Why web framework benchmarks are misleading

I'm tired of hearing these arguments about how X web framework is bad or it won't scale because they are at the bottom of benchmark rankings and why you shouldn't pick it for your project.

When asked to justify, the common reply you will get is 'Oh it performs better, therefore, it will cost less money well that's true but it isn't always feasible to just go for the best performers. You can't judge a framework by one attribute, that doesn't answer all the questions. What about the business requirements? It doesn't even answer anything other than performance (speed in general terms) which doesn't even represent the traffic that your system is producing.

It makes no sense to ditch a framework because it's slow and it won't scale because we have to first understand the bottlenecks, and potential areas of improvement, and research different architectures and design patterns.

Even if you just bump all the hardware, it probably won't make much difference compared to others. Infrastructure scaling has gotten a lot more affordable and accessible and by the time you will run into issues where your hardware scaling isn't working or it's costing you a fortune to scale further or the framework you chose is specifically the problem.

It will probably be a problem that you want to have, meaning your project has reached a stage where it's worth spending more time investigating exactly what kind of issues you're facing (IO bottleneck? or CPU? or Memory?) and coming up with solutions for the problem at hand. What's the point of worrying about these benchmark numbers whether X does better or Y when your traffic is nowhere close to it?

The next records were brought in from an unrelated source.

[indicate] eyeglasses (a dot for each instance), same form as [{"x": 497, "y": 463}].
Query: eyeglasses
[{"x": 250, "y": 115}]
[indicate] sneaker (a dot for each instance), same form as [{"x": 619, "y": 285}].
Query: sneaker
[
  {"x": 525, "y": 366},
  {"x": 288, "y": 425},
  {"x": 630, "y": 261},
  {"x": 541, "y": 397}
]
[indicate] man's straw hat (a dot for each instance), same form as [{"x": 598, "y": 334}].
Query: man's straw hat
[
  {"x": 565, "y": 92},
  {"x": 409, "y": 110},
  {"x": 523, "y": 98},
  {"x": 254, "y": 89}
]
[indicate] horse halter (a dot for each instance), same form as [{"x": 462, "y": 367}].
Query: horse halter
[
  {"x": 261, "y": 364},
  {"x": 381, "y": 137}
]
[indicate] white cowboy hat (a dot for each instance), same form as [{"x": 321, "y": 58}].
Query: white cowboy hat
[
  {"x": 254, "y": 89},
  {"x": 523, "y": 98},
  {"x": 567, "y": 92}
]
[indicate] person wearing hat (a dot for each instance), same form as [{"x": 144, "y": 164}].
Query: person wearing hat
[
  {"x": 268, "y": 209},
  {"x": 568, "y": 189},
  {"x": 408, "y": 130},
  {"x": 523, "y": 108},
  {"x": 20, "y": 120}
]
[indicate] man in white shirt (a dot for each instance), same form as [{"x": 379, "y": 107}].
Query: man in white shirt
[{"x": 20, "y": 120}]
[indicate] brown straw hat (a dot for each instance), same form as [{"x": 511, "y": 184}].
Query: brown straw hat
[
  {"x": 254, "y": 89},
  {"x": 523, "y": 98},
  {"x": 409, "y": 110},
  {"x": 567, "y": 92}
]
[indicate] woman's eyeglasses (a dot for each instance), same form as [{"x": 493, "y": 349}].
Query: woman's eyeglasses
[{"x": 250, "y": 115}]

Here are some of the things you should be worried about

  • Does it fit our business requirements?
  • Separate tools that are and aren't part of your current stack.
  • Identify the learning curve of new tools and their benefits
  • What will be the maintenance overhead?
  • Is the tool being actively maintained?
  • How's the developer experience? debugging and testing abilities?
  • What does your team think about it?
  • How much time and money it will cost?
  • How's the community support?
  • Surveying if there are similar technologies based on it

along with how well it performs compared to others

XKDC about benchmarks


It's pretty common to find these kinds of comments in web dev communities especially against people who decide to pick Python frameworks (like Django or Flask). I'm not trying to upsell any Python to anyone it has its pros and cons. But to say something won't scale well and it's not better because others performed better in the benchmark where performance is the only metric that is very stupid.